Boogie-Boarding Home

During our initial interview, my client Sandra handed me a spreadsheet. It specified all the features her new home should have, arranged in descending order of importance. Here are the top 10.

  1. Fireplace

  2. Parking

  3. Single family home

  4. Not on a busy street

  5. View of some water

  6. 3 bedrooms or 2 + den

  7. 2 bathrooms

  8. Walk to coffee

  9. In-unit laundry.

  10. East of Arguello and north of Fell

We conducted an exhaustive search, touring and/or considering several dozen properties over a dozen weeks.

Guess how many of those top-10 features her eventual home included? Two. The property was on a quiet block and had its own washer and dryer.

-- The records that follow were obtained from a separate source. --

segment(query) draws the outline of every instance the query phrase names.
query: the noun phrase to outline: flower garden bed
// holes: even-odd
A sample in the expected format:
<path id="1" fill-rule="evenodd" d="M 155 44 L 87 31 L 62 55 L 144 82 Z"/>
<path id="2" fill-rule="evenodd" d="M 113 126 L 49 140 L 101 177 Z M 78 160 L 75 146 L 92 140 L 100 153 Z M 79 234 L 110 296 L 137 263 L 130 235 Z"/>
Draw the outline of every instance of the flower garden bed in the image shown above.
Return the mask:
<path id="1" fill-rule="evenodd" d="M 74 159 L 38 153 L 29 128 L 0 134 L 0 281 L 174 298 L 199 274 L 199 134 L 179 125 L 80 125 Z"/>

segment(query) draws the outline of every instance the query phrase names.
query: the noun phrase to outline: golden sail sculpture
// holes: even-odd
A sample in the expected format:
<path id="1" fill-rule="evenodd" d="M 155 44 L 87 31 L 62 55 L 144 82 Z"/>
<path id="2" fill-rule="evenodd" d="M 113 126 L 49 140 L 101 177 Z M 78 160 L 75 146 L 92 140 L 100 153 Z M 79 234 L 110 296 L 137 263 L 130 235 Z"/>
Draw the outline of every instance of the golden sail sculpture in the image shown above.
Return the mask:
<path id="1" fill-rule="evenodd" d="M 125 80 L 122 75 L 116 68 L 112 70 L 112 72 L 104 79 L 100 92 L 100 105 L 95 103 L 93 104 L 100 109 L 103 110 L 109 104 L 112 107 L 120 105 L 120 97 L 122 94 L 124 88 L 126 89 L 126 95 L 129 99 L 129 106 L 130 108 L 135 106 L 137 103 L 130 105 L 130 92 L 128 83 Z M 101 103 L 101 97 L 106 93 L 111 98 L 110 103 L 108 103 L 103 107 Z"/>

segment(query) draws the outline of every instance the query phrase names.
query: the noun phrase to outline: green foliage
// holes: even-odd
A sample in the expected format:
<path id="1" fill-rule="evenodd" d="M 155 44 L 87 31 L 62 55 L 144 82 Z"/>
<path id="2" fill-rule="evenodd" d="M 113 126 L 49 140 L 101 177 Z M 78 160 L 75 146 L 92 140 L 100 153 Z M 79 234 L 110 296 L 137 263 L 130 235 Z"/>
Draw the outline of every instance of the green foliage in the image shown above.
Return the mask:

This incongruity between aspiration and actuality happens because our dream of home can’t be translated neatly into a checklist. There are too many intangibles.

In Sandra’s case, she knew her future home (a condo, not a single family home) was “the place” as soon as we entered the front door. And I guessed it from the hesitant excitement I read in her sideways glance towards me.

“Property sells itself” is one of my favorite real-estate adages. By that I mean there’s nothing anyone can say to “sell” someone on the desirability of a home. The buyer either feels it, or they don’t feel it.

It’s like boogie-boarding. You belly onto the wave as soon as you enter a property, but you sense almost instantly whether or not you’ll ride the board into shore.

It’s kismet. It’s chemistry. It’s love, not real estate.